Réalisé par Leila Kilani. France/Maroc/Allemagne. Drame.
1h46. (Sortie 1er février 2012. Avec Soufia Issami, Mouna Bahmad, Nouzha Akel et Sara Betioui.
Elle se bat. Elle enrage. Elle en veut. Elle a langue bien pendue. Elle se défend. Elle attaque. Elle fonce, elle se défonce.
Dans un film indépendant français, on en ferait une boudeuse mutique, un témoin triste et déjà résigné avant même que le film commence.
La réalisatrice marocaine Leïla Kilani s’y refuse et préfère la transformer en "jeune fille courage". Badia (Soufia Issami) décortique des crevettes et aspire à autre chose. Tiens, elle se verrait bien dans le textile, dans la zone franche de Tanger où il faut montrer patte blanche quand on pue le crustacé.

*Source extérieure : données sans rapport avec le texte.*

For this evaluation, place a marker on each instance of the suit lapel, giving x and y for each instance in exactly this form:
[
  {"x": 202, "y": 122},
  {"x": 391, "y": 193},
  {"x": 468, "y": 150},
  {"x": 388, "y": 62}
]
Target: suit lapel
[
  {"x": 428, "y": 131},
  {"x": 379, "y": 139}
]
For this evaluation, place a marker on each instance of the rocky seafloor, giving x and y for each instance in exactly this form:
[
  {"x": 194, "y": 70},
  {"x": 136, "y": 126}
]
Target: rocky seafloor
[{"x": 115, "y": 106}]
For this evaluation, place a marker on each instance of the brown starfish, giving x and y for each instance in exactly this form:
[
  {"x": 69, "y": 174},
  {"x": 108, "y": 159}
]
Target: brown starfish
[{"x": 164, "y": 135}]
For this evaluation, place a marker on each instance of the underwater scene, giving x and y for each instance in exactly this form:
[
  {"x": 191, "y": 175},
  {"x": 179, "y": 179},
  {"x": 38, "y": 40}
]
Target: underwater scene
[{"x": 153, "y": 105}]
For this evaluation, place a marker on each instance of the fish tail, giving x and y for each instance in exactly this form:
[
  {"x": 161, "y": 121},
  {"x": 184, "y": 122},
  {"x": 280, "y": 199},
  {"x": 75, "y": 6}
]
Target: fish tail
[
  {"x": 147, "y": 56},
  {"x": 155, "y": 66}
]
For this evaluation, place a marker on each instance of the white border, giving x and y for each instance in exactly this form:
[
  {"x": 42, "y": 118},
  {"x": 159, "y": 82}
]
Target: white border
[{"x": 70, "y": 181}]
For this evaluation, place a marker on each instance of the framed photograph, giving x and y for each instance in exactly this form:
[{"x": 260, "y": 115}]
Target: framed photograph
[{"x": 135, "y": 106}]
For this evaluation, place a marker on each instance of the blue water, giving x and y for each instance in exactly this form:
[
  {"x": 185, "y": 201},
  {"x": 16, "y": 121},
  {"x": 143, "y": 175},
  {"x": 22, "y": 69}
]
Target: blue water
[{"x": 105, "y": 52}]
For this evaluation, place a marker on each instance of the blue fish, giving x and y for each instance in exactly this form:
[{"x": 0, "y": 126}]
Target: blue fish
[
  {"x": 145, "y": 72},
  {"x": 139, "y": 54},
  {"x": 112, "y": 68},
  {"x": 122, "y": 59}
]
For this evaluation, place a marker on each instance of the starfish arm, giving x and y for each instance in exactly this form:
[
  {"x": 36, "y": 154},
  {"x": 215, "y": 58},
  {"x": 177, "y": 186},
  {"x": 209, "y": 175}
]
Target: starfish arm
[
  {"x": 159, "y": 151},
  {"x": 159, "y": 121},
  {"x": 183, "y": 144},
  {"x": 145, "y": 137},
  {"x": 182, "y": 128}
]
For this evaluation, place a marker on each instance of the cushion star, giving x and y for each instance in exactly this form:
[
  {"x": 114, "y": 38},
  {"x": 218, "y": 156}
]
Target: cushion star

Et puis, il faut tenter l’impossible. Rêver que les petits larcins mènent au gros coup. Au risque d’être la dupe d’une combine entre filles. Badia, on peut le dire parce que c’est dit dès le début de "Sur la planche", sera la dindon de la farce marocaine. Qu’importe, elle aura braver le destin et surtout refuser qu’on lui prédise qu’elle n’en avait pas.
Leïla Kilani dit qu’elle a pensé à "Wanda" de Barbara Loden pour écrire et faire vivre son personnage. C’est vrai et c’est faux. Il y a chez Badia autant de volonté que chez Wanda, mais peut être moins de résignation. Sa rage n’est pas une plainte. Il y a chez elle une énergie désespérée à l’aune de ce que montre Leïla Kilani de la vie de ces jeunes filles perdues dans la machine capitaliste mondialisée.
"Sur la planche"a le mérite incontestable de jouer la fiction, tout en montrant de manière froide et documentaire le sort des ouvrières marocaines. On n’est pas dans la sociologie, même si le film en explique long sur les codes sociaux marocains.
"Sur la planche" est un thriller politique, économique, féministe et une sacrée leçon pour ceux qui continuent à filmer par le petit bout de la lorgnette de la grande Histoire. Le "Printemps arabe" n’a pas (encore) frappé le Maroc. Mais s’il venait à éclore là aussi, "Sur la planche" l’aurait annoncé.
Tourné à l’arrache dans les rues de Tanger, destiné autant au public marocain qu’aux spectateurs de partout intéressés par le bruit du monde, "Sur la Planche" n’est pas un de ces films où l’on perçoit l’influence de ses "commanditaires" français.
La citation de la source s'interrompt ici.